Konfeti berhamburan di lapangan. Satsuki menangis haru, Riko menepuk bahunya lembut dan tersenyum lebar.
Kagetora tersenyum mendekat ke Vorpal Swords yang melakukan selebrasi. Ryouta dan Kazunari berangkulan, menari-nari di bawah hujan konfeti. Tertawa ceria.

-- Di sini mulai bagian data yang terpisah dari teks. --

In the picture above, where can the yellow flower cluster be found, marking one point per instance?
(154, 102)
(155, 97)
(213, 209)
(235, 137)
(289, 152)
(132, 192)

Taiga mengajak teman-temannya saling bertos. Termasuk Kagetora. Pria itu merangkul muridnya. Kagami Taiga. Mahasiswa yang nilainya selalu jeblok, membanggakan dirinya dengan cara memenangkan pertandingan basket. Olahraga yang Kagetora cintai sejak muda.
Seijuurou dirangkul Daiki yang bersorak-sorak bahagia.
Shintarou tersenyum kecil saja. “Lu seneng apa gimana sih?” tanya Daiki nyolot.
“Menang tanding doang bukan apa-apa nanodayo.” Shintarou mendongak, menatap lampu stadion.
“Hilih. Kalah minggu kemaren Shin-chan nangis kejer lho.” Kazunari berceletuk menyebarkan aib.
“Diem lu!”
“Nanti selebrasinya. Salam perpisahan dulu,” ujar wasit mengingatkan. Para pemain inti, manajer, dan pelatih kembali ke bangku pinggir lalangan.
Pemain Jabberwock berwajah suram. Kalah dari tim yang mereka jelek-jelekkan, hina, dan pandang rendah. Nash malu memandang balik kedua mata merah Seijuurou.
Ia sangat percaya diri Belial Eye-nya melampaui Emperor Eyeb dan sangat yakin timnya memenangkan pertandingan. Melupakan fakta Vorpal Swords bekerja keras untuk pertandingan hari ini.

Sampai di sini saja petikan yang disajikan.